Michal Hlavatý

Personal information
- Date of birth: 17 June 1998 (age 28)
- Place of birth: Hořovice, Czech Republic
- Height: 1.70 m (5 ft 7 in)
- Position: Midfielder

Team information
- Current team: Pardubice
- Number: 19

Youth career
- Příbram
- 2016–2017: Viktoria Plzeň

Senior career*
- Years: Team / Apps / (Gls)
- 2017–2022: Viktoria Plzeň / 0 / (0)
- 2017–2019: → Sokolov (loan) / 50 / (0)
- 2019–2021: → Pardubice (loan) / 39 / (15)
- 2021–2022: → Mladá Boleslav (loan) / 25 / (4)
- 2022–2024: Pardubice / 68 / (9)
- 2024–2025: Slovan Liberec / 45 / (6)
- 2026–: Pardubice / 13 / (0)

International career
- 2013–2014: Czech Republic U16 / 6 / (0)
- 2016: Czech Republic U18 / 3 / (0)
- 2016: Czech Republic U19 / 8 / (0)
- 2017: Czech Republic U20 / 7 / (2)
- 2019: Czech Republic U21 / 1 / (0)

= Michal Hlavatý =

Czech footballer

Michal Hlavatý (born 17 June 1998) is a Czech professional footballer who plays as a midfielder for Pardubice.

== Club career ==
He made his senior league debut for Sokolov on 30 July 2017 in a Czech National Football League 2–1 loss at Vlašim.
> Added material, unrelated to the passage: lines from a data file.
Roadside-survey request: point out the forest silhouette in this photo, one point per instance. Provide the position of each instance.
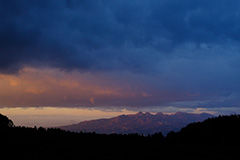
(214, 138)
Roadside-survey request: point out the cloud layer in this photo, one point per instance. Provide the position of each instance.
(166, 52)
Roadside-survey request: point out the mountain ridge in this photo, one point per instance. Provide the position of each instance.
(141, 123)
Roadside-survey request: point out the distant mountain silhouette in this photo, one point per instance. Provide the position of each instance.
(214, 138)
(141, 123)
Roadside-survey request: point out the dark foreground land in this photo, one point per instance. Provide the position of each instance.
(214, 138)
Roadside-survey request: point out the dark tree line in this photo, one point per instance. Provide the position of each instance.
(213, 138)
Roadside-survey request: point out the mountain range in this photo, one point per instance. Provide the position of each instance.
(141, 123)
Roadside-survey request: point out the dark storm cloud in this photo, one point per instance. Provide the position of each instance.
(191, 49)
(110, 35)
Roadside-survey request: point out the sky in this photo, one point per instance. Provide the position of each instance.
(121, 56)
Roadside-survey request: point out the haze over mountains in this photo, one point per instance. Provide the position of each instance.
(141, 123)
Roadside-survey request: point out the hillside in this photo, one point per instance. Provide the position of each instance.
(221, 130)
(192, 142)
(141, 123)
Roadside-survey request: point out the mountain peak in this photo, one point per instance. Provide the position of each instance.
(148, 114)
(140, 113)
(141, 122)
(159, 113)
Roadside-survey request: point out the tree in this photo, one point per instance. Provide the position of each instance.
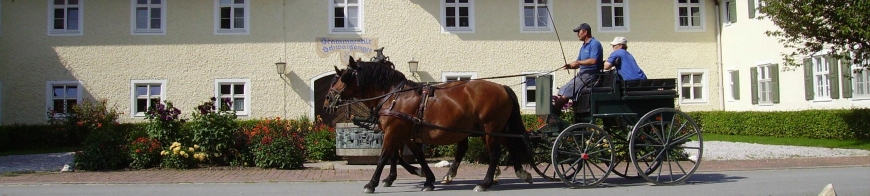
(811, 26)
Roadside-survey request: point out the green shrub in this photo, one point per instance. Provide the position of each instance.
(164, 123)
(105, 147)
(144, 153)
(813, 124)
(277, 143)
(213, 128)
(181, 157)
(320, 142)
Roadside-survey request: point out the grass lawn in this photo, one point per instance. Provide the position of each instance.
(828, 143)
(38, 151)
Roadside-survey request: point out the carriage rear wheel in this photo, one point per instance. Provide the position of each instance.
(669, 140)
(582, 155)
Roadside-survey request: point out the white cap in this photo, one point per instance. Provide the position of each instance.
(619, 40)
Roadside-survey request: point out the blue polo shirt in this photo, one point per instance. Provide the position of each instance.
(592, 49)
(628, 68)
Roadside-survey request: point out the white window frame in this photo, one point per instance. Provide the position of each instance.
(134, 5)
(65, 31)
(449, 75)
(134, 97)
(233, 82)
(765, 83)
(232, 31)
(456, 5)
(821, 78)
(700, 5)
(49, 99)
(360, 29)
(705, 88)
(536, 29)
(862, 80)
(525, 102)
(614, 28)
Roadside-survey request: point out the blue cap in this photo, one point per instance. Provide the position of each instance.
(583, 26)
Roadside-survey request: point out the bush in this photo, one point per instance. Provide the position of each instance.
(278, 143)
(181, 157)
(320, 142)
(144, 153)
(814, 124)
(104, 147)
(213, 128)
(164, 122)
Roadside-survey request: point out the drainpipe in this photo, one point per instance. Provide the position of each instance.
(719, 56)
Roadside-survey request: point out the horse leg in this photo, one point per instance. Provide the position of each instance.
(461, 148)
(387, 151)
(429, 185)
(494, 156)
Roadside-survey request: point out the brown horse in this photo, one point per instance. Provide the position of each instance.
(440, 115)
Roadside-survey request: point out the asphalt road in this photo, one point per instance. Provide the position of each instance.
(847, 181)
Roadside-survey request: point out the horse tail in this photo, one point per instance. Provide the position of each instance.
(517, 146)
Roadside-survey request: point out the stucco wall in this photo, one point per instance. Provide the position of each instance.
(744, 46)
(190, 56)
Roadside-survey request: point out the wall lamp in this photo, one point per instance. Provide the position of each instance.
(282, 67)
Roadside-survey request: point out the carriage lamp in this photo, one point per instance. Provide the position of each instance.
(282, 67)
(412, 65)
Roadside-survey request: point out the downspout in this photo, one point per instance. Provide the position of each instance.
(719, 56)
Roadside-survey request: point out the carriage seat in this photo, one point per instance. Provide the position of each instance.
(665, 86)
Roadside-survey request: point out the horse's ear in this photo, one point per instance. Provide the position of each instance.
(351, 63)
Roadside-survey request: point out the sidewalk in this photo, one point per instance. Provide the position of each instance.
(343, 172)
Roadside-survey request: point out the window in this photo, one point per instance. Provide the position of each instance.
(146, 93)
(148, 17)
(346, 16)
(861, 82)
(238, 91)
(456, 76)
(821, 82)
(65, 17)
(613, 15)
(536, 15)
(730, 12)
(693, 86)
(764, 84)
(457, 15)
(61, 97)
(690, 15)
(734, 84)
(232, 17)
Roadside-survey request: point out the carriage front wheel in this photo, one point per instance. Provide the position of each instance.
(670, 140)
(582, 155)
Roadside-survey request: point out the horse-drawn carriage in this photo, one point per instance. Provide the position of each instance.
(624, 124)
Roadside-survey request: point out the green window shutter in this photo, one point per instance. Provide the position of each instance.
(834, 77)
(751, 5)
(808, 79)
(735, 79)
(774, 82)
(753, 76)
(847, 79)
(732, 11)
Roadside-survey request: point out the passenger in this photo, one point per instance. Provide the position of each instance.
(589, 61)
(624, 62)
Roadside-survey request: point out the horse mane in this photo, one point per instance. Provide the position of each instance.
(377, 75)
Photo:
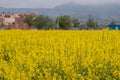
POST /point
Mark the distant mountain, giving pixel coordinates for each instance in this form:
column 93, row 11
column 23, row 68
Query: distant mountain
column 102, row 13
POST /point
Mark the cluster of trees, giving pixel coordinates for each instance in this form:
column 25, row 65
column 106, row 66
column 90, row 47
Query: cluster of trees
column 44, row 22
column 61, row 22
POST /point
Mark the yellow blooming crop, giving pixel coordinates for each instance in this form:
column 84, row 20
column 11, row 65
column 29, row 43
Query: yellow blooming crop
column 59, row 55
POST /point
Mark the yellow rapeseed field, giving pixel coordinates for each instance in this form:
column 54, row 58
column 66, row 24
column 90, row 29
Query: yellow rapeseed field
column 59, row 55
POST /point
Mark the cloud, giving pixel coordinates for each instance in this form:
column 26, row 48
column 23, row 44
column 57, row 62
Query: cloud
column 50, row 3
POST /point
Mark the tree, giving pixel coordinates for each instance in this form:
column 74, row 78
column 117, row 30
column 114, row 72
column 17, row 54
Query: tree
column 64, row 22
column 91, row 23
column 43, row 22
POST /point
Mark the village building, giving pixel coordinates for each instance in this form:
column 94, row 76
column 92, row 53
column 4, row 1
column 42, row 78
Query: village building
column 13, row 21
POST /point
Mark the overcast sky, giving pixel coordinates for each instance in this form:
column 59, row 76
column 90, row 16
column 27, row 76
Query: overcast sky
column 49, row 3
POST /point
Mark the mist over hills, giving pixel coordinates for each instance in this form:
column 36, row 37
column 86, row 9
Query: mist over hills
column 103, row 14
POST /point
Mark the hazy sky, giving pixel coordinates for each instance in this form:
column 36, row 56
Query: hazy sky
column 50, row 3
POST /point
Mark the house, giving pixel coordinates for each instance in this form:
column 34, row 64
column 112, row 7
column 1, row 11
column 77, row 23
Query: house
column 13, row 21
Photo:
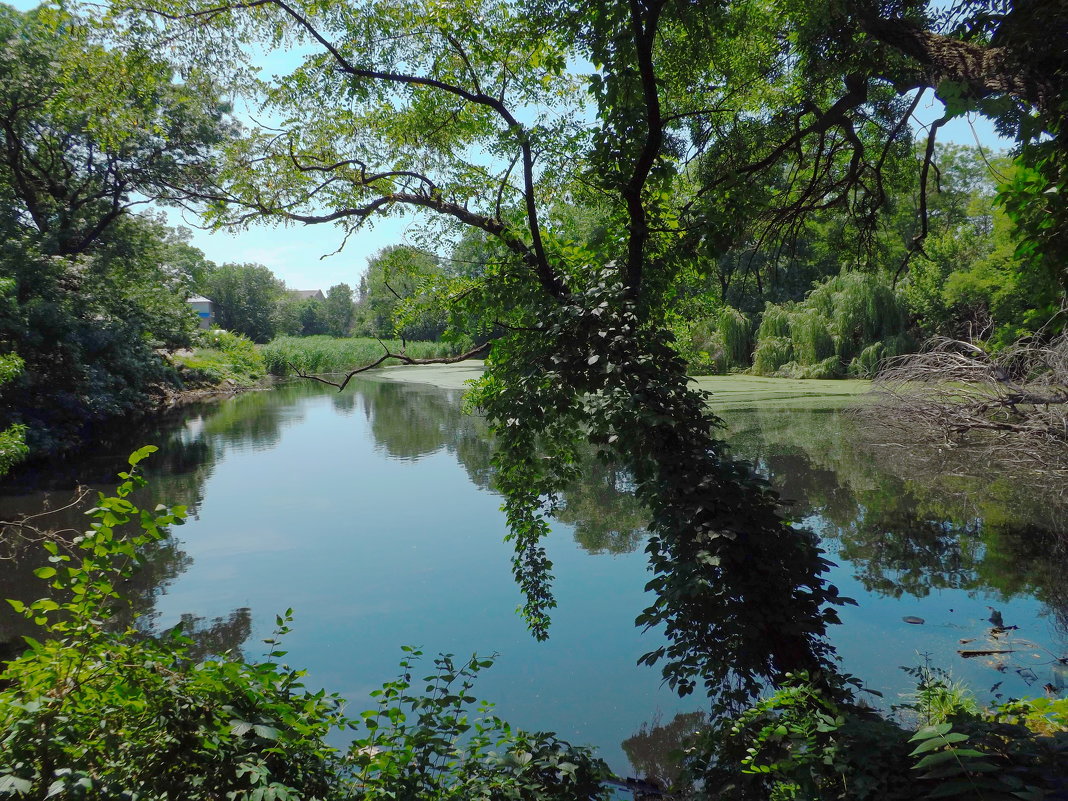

On 1 July 2024, Hlavatý signed a contract with Slovan Liberec until 2028.

On 24 December 2025, Hlavatý signed a four-and-half year contract with Pardubice.

== International career ==
He represented the Czech Republic in multiple youth categories. He participated in the 2017–18 U20 Elite League, scoring a goal in Czech Republic's 3–0 victory against Portugal.